If slow page load is a problem however, it means you've got expensive code in a lifecycle method and that's generally not a good idea. You can, and probably should, solve the slow page load by moving the expensive code out of the lifecycle methods. Move it to an async function that's kicked off by ComponentDidMount and have the callback put it in a state variable with setState(). If the state variable is null and the component is visible then have the render function return a placeholder. Otherwise render the data. That way the page will load quickly and populate the tabs as they load. You can also move the logic into the parent and push the results to the children as props. That way you can prioritize which tabs get loaded first. Or cache the results and only run the logic the first time a component is shown.
选项3:类隐藏
Class hiding is probably the easiest to implement.
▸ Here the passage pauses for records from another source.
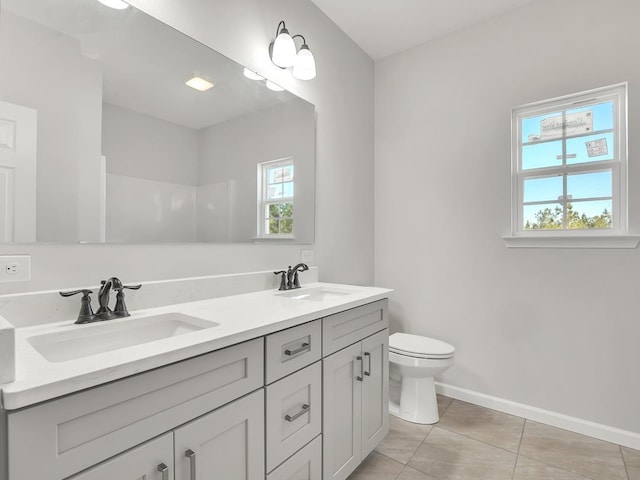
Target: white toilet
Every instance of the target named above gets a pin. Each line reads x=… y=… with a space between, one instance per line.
x=413 y=362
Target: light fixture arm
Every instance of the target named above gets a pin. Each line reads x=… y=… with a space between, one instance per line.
x=284 y=27
x=284 y=53
x=304 y=41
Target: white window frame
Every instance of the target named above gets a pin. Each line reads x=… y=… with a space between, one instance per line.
x=618 y=166
x=263 y=202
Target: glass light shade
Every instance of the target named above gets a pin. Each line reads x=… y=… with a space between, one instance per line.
x=304 y=67
x=274 y=86
x=283 y=53
x=250 y=74
x=199 y=83
x=117 y=4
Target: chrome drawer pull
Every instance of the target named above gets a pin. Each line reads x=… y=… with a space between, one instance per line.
x=162 y=468
x=368 y=355
x=303 y=348
x=291 y=418
x=191 y=455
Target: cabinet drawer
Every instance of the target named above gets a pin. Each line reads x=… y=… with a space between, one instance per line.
x=64 y=436
x=304 y=465
x=293 y=413
x=292 y=349
x=146 y=461
x=351 y=326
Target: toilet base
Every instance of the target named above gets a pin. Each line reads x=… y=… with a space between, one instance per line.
x=414 y=400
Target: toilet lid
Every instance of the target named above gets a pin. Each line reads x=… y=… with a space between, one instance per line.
x=419 y=346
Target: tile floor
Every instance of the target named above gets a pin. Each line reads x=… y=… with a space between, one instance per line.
x=475 y=443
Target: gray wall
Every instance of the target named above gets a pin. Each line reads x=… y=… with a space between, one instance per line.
x=343 y=95
x=68 y=121
x=555 y=329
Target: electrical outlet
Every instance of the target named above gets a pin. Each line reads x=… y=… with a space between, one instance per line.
x=15 y=268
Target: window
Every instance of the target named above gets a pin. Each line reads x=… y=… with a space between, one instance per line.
x=569 y=165
x=275 y=199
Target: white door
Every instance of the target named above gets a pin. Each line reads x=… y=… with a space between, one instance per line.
x=375 y=390
x=226 y=444
x=18 y=139
x=152 y=460
x=342 y=420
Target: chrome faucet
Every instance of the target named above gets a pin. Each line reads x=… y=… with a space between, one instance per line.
x=289 y=278
x=292 y=275
x=86 y=314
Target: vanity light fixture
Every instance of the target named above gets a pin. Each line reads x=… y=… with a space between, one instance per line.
x=250 y=74
x=284 y=54
x=199 y=83
x=274 y=86
x=304 y=67
x=117 y=4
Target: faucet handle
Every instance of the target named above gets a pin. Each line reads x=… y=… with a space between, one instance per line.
x=121 y=308
x=86 y=314
x=283 y=279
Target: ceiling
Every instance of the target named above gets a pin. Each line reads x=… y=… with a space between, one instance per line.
x=383 y=27
x=144 y=63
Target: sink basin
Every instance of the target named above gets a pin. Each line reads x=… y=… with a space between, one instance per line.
x=91 y=339
x=317 y=294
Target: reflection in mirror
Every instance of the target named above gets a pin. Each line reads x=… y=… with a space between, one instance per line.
x=101 y=140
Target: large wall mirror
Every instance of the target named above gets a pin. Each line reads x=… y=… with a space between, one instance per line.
x=101 y=140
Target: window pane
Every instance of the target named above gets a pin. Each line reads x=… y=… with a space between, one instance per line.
x=589 y=215
x=287 y=173
x=274 y=191
x=286 y=210
x=542 y=189
x=274 y=210
x=541 y=155
x=593 y=148
x=287 y=189
x=286 y=226
x=531 y=131
x=602 y=114
x=542 y=217
x=274 y=174
x=586 y=185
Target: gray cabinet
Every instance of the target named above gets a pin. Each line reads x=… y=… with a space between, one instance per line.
x=225 y=444
x=304 y=403
x=355 y=389
x=151 y=460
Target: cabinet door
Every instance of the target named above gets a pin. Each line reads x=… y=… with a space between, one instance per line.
x=375 y=390
x=152 y=460
x=225 y=444
x=342 y=393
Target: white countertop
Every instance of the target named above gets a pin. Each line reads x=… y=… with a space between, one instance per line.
x=240 y=317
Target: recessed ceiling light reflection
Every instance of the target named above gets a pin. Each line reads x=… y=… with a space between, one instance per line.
x=252 y=75
x=273 y=86
x=117 y=4
x=199 y=83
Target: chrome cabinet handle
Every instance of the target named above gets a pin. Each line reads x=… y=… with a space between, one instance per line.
x=191 y=455
x=303 y=348
x=164 y=470
x=368 y=355
x=291 y=418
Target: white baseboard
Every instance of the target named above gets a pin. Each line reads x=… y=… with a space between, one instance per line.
x=573 y=424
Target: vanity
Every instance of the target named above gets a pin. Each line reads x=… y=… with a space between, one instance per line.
x=264 y=385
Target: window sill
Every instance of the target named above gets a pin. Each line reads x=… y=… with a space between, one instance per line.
x=282 y=239
x=576 y=241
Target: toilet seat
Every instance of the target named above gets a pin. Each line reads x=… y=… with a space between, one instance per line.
x=419 y=347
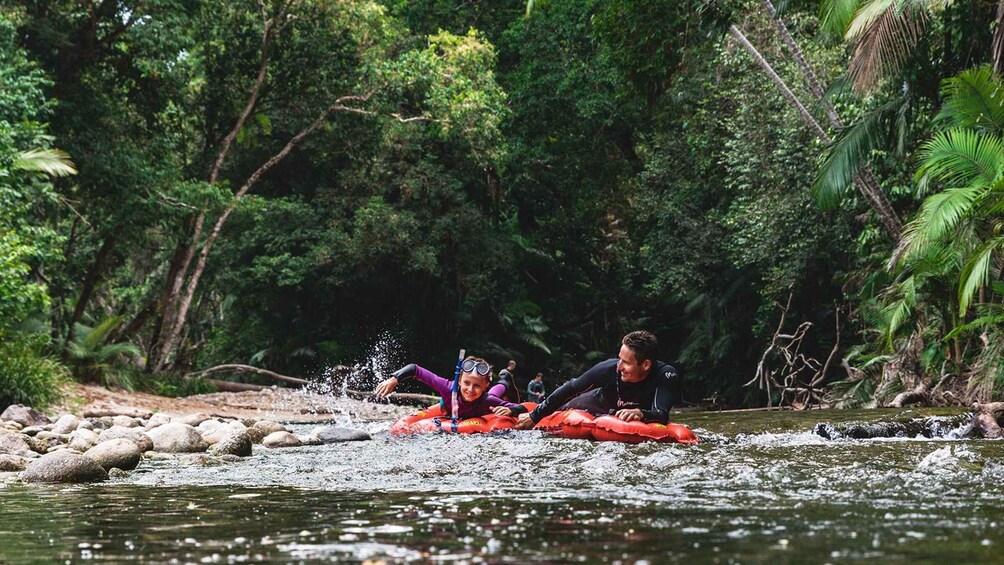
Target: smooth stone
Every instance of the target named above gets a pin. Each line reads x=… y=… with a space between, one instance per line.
x=63 y=467
x=236 y=443
x=25 y=415
x=334 y=435
x=309 y=440
x=124 y=421
x=192 y=418
x=13 y=443
x=177 y=438
x=115 y=454
x=134 y=435
x=66 y=424
x=280 y=440
x=159 y=418
x=9 y=463
x=115 y=473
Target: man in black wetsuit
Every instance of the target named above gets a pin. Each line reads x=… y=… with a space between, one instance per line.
x=634 y=386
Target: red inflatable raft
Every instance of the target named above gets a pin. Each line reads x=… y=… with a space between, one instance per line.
x=565 y=424
x=582 y=425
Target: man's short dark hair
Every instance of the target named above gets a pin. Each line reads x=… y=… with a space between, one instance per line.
x=643 y=343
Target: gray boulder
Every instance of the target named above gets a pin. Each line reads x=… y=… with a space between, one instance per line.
x=134 y=435
x=63 y=467
x=13 y=443
x=115 y=454
x=281 y=440
x=9 y=463
x=66 y=424
x=334 y=435
x=192 y=418
x=24 y=415
x=236 y=443
x=177 y=438
x=124 y=421
x=263 y=428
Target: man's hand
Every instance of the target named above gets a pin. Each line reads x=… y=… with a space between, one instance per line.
x=524 y=421
x=630 y=414
x=386 y=387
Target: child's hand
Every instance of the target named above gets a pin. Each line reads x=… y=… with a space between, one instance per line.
x=386 y=387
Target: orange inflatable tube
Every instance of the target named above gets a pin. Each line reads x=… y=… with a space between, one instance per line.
x=433 y=419
x=581 y=425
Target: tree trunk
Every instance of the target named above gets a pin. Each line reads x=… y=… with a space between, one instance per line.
x=89 y=283
x=865 y=183
x=998 y=44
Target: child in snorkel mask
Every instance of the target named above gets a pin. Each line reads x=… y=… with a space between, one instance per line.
x=476 y=395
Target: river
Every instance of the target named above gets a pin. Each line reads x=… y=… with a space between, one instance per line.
x=761 y=488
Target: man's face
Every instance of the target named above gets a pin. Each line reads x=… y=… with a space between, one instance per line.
x=631 y=370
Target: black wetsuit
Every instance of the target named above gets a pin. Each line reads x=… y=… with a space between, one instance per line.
x=599 y=390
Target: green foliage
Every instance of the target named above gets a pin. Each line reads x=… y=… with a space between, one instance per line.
x=27 y=375
x=93 y=358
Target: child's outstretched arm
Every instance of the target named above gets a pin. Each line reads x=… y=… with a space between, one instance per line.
x=437 y=382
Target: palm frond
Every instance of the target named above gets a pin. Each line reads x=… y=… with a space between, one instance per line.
x=851 y=150
x=963 y=157
x=885 y=33
x=974 y=98
x=976 y=273
x=939 y=215
x=835 y=15
x=54 y=163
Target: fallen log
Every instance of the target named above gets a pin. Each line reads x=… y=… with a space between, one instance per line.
x=239 y=368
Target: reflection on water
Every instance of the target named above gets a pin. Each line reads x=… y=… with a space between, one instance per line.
x=762 y=497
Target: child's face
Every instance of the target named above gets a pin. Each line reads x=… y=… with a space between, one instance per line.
x=472 y=385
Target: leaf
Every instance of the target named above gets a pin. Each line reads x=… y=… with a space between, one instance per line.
x=54 y=163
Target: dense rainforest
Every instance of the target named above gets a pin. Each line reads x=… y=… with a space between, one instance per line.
x=799 y=199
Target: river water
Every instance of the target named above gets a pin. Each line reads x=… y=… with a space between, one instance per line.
x=761 y=488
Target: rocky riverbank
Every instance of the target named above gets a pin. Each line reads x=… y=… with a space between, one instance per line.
x=110 y=434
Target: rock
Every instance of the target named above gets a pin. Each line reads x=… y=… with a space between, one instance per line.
x=115 y=473
x=159 y=418
x=192 y=418
x=51 y=438
x=66 y=424
x=124 y=421
x=13 y=443
x=135 y=435
x=263 y=428
x=236 y=443
x=9 y=463
x=115 y=454
x=177 y=438
x=63 y=467
x=24 y=415
x=334 y=435
x=11 y=427
x=280 y=440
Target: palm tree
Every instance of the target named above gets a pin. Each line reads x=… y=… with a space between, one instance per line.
x=968 y=159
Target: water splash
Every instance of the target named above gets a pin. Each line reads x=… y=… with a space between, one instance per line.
x=334 y=389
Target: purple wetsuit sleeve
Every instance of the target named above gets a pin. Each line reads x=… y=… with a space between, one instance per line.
x=438 y=383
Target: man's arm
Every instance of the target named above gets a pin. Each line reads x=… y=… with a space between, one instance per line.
x=597 y=376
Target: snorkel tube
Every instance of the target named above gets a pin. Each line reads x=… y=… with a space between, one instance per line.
x=454 y=388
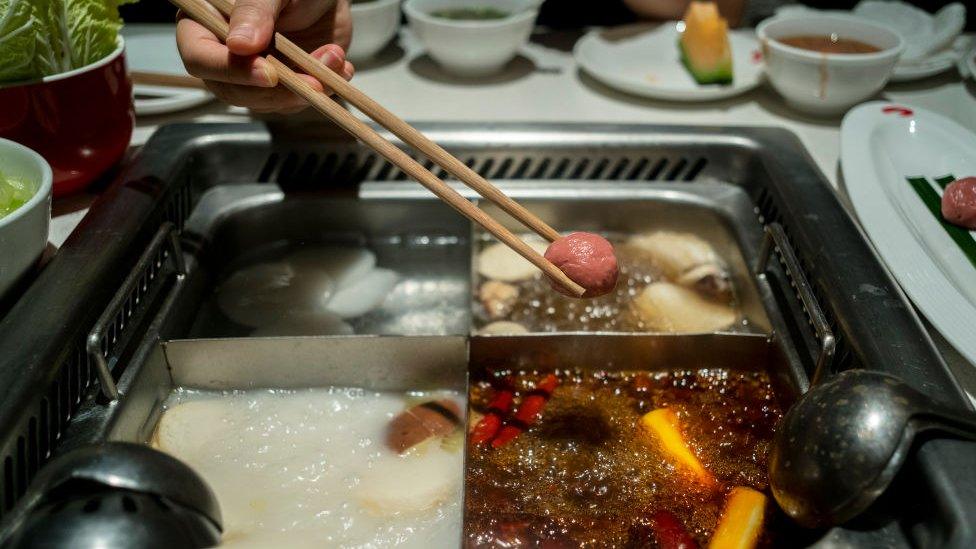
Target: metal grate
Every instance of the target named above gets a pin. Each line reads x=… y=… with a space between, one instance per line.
x=768 y=212
x=38 y=436
x=352 y=166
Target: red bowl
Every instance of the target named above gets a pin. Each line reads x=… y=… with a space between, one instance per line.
x=80 y=121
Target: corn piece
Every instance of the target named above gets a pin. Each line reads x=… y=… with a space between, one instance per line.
x=741 y=520
x=663 y=423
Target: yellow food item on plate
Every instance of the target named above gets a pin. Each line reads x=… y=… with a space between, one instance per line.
x=704 y=44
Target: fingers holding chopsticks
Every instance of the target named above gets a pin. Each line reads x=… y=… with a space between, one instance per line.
x=237 y=73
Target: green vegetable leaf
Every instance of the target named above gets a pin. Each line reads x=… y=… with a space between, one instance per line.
x=14 y=193
x=44 y=37
x=31 y=43
x=93 y=26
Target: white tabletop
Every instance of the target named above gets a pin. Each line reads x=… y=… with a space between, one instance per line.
x=544 y=85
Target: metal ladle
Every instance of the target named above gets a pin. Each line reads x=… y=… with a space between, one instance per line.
x=841 y=444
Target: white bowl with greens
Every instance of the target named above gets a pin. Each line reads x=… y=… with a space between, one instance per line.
x=25 y=210
x=472 y=38
x=374 y=24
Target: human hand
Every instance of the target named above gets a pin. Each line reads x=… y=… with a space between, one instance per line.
x=238 y=74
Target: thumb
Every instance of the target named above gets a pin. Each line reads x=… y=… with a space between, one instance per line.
x=252 y=23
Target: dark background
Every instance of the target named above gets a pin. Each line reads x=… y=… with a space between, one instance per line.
x=555 y=13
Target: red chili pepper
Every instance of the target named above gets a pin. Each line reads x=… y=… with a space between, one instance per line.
x=487 y=428
x=670 y=533
x=528 y=412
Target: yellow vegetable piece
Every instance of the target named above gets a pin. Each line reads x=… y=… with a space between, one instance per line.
x=741 y=520
x=663 y=423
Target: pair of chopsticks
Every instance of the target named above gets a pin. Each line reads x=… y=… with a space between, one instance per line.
x=166 y=80
x=202 y=12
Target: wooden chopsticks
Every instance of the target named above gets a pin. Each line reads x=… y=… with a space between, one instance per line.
x=167 y=80
x=207 y=14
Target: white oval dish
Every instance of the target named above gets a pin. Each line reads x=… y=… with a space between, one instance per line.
x=887 y=151
x=649 y=65
x=374 y=24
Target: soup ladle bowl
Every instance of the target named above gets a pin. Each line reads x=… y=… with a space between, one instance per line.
x=840 y=446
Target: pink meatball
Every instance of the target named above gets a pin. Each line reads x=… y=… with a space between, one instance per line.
x=959 y=203
x=588 y=260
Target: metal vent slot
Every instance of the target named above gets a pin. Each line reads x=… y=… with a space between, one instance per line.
x=767 y=212
x=304 y=168
x=43 y=429
x=268 y=170
x=676 y=170
x=39 y=433
x=656 y=171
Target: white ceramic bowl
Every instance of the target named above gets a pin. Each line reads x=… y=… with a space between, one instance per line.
x=827 y=83
x=373 y=25
x=23 y=233
x=472 y=48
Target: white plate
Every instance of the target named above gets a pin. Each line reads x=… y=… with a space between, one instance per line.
x=935 y=63
x=152 y=48
x=930 y=66
x=969 y=62
x=649 y=65
x=883 y=147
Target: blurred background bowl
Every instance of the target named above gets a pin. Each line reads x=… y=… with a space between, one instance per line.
x=23 y=232
x=374 y=23
x=827 y=83
x=80 y=121
x=472 y=48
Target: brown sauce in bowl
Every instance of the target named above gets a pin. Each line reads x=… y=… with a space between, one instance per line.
x=828 y=44
x=583 y=476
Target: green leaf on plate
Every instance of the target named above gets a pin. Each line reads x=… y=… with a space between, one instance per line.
x=933 y=202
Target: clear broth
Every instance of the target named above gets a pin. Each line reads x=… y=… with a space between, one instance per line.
x=828 y=44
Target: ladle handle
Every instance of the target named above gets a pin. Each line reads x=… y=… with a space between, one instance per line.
x=776 y=235
x=961 y=423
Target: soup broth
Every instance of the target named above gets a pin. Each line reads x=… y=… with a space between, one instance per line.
x=584 y=473
x=828 y=44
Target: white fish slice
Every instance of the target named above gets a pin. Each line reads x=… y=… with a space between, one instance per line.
x=320 y=323
x=346 y=265
x=266 y=293
x=499 y=262
x=364 y=295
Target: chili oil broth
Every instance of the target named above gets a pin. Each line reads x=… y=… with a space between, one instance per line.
x=585 y=475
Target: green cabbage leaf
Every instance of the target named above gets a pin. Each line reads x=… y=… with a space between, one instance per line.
x=43 y=37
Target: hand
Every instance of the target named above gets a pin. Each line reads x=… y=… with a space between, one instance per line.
x=237 y=74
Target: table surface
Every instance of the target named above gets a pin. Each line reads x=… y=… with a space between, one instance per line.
x=543 y=84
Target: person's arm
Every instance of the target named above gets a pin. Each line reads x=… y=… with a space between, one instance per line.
x=731 y=10
x=237 y=74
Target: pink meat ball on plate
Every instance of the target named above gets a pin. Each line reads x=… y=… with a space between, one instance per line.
x=959 y=203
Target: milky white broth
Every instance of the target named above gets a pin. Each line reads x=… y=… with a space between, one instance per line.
x=309 y=468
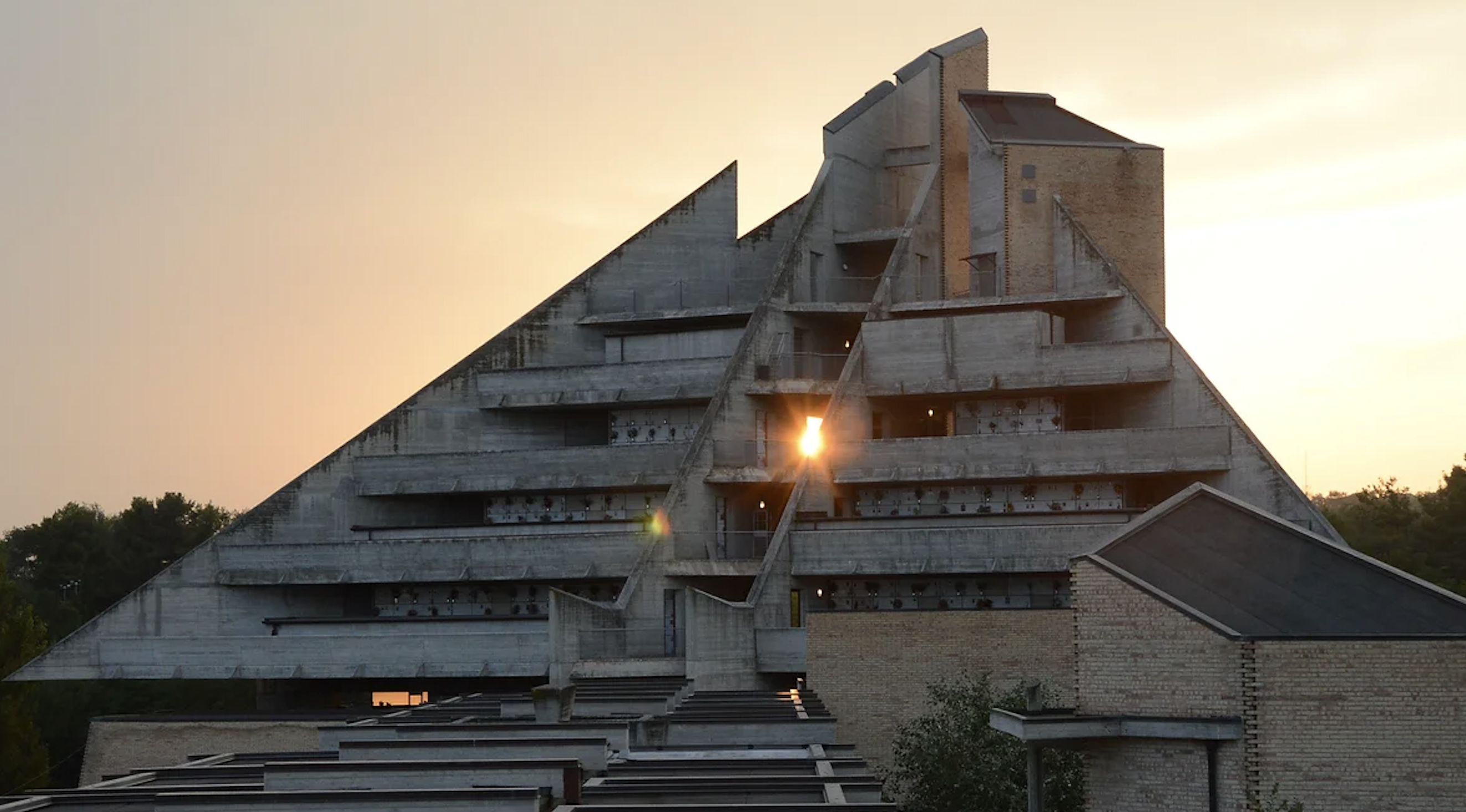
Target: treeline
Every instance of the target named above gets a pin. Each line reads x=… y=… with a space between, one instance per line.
x=71 y=566
x=1422 y=534
x=55 y=577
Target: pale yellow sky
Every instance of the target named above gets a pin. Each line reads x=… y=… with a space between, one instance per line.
x=234 y=234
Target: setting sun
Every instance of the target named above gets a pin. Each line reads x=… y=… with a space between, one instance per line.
x=811 y=443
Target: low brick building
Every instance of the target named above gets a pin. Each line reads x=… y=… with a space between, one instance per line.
x=1222 y=651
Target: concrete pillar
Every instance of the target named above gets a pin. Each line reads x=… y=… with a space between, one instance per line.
x=1036 y=779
As mentioned you just create a CSS class with display: none and assign the class based on prop. The downside is the entire code of every hidden component is called and all hidden components are attached to the DOM. (Option 1 doesn't create the hidden components at all. And Option 2 short circuits unnecessary code when the component is hidden and removes the component from the DOM completely.) It appears this is faster at toggling visibility according some tests done by commenters on other answers but I can't speak to that.
选项4:一个组件,但改变道具。或者根本没有组件,缓存HTML。
This one won't work for every application and it's off topic because it's not about hiding components, but it might be a better solution for some use cases than hiding. Let's say you have tabs. It might be possible to write one React Component and just use the props to change what's displayed in the tab. You could also save the JSX to state variables and use a prop to decide which JSX to return in the render function. If the JSX has to be generated then do it and cache it in the parent and send the correct one as a prop. Or generate in the child and cache it in the child's state and use props to select the active one.